Amazon has made a killing on The Kindle and Kindle books. Soon, you’ll be able to read Kindle books on the Web, and if you own a website then you’ll be able to offer Kindle books for your site visitors to read in their Web browsers. That’s one more revenue channel you can implement and make even more money.
Is that something small business owners should put on their website?
There are two schools of thought on using your small business website to promote products that someone else creates: 1) Don’t do it; and 2) Do it. However, No. 2 advocates usually add a proviso.
I’m a No. 2 advocate. If it’s something that visitors to your website can benefit from, then I say it’s OK to offer it. In fact, you might even be remiss if you don’t offer it. But what’s that proviso? In a nutshell, it should be related to the content on your website.

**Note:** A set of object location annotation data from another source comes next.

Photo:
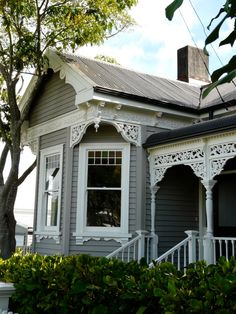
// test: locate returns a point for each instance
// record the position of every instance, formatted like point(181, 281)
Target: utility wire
point(221, 98)
point(204, 30)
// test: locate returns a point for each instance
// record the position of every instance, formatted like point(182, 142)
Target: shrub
point(85, 284)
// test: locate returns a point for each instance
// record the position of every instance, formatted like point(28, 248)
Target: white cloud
point(151, 46)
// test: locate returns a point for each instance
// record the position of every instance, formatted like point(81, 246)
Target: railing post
point(141, 243)
point(154, 246)
point(192, 248)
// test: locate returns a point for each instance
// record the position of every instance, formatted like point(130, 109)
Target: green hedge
point(84, 284)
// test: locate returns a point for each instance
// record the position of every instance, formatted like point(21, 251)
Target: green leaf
point(141, 310)
point(170, 10)
point(214, 35)
point(230, 66)
point(230, 39)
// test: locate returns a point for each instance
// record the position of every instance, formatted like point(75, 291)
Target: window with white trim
point(103, 191)
point(49, 198)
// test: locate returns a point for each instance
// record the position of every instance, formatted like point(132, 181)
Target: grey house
point(131, 161)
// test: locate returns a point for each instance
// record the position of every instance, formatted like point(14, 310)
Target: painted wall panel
point(56, 99)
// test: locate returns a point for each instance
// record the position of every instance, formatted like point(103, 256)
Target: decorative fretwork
point(179, 157)
point(223, 149)
point(219, 154)
point(216, 166)
point(159, 174)
point(191, 157)
point(130, 132)
point(77, 131)
point(199, 169)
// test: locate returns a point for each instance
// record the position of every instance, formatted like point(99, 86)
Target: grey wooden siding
point(56, 98)
point(149, 131)
point(49, 246)
point(105, 134)
point(176, 206)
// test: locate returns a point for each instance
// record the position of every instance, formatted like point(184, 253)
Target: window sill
point(106, 236)
point(55, 235)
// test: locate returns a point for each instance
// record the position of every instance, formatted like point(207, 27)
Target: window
point(49, 190)
point(103, 191)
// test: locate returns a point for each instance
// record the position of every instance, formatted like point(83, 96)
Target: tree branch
point(26, 173)
point(3, 161)
point(27, 107)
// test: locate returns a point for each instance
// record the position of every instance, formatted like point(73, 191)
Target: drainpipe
point(207, 243)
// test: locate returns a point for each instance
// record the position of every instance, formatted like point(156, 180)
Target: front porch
point(192, 187)
point(194, 170)
point(192, 249)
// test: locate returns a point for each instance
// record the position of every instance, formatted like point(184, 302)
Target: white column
point(154, 190)
point(207, 243)
point(209, 184)
point(192, 247)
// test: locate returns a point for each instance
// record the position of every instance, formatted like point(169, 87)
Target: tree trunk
point(7, 224)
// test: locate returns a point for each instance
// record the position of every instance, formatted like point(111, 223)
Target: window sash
point(49, 199)
point(84, 232)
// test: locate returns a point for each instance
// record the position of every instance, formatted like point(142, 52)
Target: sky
point(151, 47)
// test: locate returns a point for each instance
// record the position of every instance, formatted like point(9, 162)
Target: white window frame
point(43, 231)
point(84, 233)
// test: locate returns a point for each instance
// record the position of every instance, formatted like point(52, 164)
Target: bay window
point(49, 190)
point(103, 191)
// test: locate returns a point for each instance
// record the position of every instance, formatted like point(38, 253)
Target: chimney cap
point(193, 65)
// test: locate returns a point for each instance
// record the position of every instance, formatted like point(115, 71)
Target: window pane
point(103, 208)
point(52, 173)
point(51, 208)
point(104, 176)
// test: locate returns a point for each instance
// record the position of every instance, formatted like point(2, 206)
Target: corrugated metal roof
point(119, 79)
point(199, 129)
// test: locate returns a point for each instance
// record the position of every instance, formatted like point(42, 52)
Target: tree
point(228, 11)
point(27, 29)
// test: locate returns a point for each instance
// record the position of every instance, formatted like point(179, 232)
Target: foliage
point(228, 12)
point(85, 284)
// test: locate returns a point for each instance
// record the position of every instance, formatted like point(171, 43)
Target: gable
point(55, 99)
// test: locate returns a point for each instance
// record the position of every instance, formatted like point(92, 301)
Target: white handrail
point(172, 251)
point(223, 246)
point(127, 245)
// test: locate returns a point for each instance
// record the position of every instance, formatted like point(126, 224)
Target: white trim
point(43, 231)
point(206, 155)
point(84, 233)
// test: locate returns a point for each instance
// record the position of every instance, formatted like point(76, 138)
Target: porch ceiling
point(196, 130)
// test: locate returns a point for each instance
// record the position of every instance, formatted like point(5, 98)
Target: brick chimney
point(192, 65)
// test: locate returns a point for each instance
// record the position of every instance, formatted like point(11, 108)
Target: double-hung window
point(50, 190)
point(103, 191)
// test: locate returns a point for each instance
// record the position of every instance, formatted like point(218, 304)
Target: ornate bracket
point(219, 155)
point(130, 132)
point(191, 157)
point(76, 133)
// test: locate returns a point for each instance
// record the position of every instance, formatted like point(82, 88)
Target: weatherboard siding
point(55, 99)
point(176, 206)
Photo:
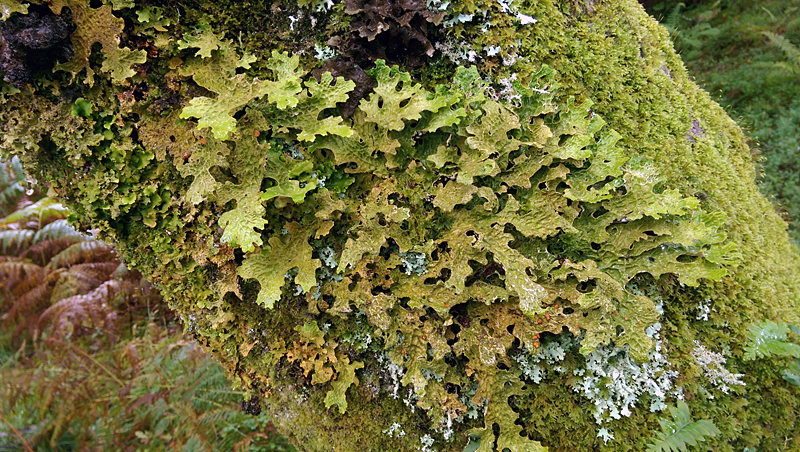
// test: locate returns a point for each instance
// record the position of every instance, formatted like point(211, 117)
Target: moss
point(573, 182)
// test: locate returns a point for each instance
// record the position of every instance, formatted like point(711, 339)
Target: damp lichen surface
point(512, 223)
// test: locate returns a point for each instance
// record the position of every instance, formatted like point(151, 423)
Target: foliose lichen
point(471, 253)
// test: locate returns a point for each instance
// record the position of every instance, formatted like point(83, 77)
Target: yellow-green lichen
point(401, 264)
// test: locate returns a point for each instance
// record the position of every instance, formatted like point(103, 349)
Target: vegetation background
point(91, 358)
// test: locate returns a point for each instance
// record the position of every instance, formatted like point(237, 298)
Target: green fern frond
point(83, 278)
point(674, 18)
point(35, 216)
point(769, 339)
point(792, 52)
point(681, 432)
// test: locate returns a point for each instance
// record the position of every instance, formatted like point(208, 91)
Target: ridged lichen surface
point(414, 225)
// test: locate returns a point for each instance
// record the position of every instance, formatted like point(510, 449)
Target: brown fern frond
point(82, 314)
point(83, 252)
point(18, 277)
point(44, 251)
point(14, 242)
point(82, 278)
point(35, 216)
point(10, 195)
point(57, 229)
point(22, 312)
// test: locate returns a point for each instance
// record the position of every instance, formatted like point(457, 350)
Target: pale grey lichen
point(414, 263)
point(395, 430)
point(714, 370)
point(615, 382)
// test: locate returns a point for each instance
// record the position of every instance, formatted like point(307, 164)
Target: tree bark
point(513, 223)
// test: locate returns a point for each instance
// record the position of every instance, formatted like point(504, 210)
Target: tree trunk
point(414, 226)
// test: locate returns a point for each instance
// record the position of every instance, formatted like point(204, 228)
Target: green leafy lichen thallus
point(500, 254)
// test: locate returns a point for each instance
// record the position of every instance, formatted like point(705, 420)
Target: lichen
point(437, 251)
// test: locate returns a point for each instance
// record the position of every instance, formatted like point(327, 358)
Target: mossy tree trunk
point(414, 226)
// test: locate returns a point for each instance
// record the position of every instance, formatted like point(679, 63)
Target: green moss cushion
point(474, 226)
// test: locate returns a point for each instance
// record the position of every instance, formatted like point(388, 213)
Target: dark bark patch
point(350, 71)
point(33, 42)
point(392, 30)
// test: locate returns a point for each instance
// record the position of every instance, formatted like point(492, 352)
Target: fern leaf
point(57, 229)
point(792, 52)
point(681, 432)
point(19, 277)
point(674, 18)
point(43, 252)
point(769, 339)
point(90, 311)
point(83, 252)
point(35, 216)
point(12, 243)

In other words, if you have a mechanic’s website, or an auto shop site, where your services are listed and promoted and you want to offer your website visitors a chance to read books on do-it-yourself auto projects, Chilton’s manuals, or even car parts, then by all means – how could it hurt?
The detractors say you’ll lose website visitors. Sure, on the short term, someone may leave your site and go elsewhere. But if they weren’t interested in your services anyway and they were looking for information on how to change a carburetor, then the book you earn a small commission for could actually help them. When that site visitor is looking for someone to replace their transmission and that’s a service that you offer, do you think they’ll be back? In all likelihood, yes.
So Kindle Books for the Web looks like it could be a good ancillary offering for any small business. And it’s coming soon.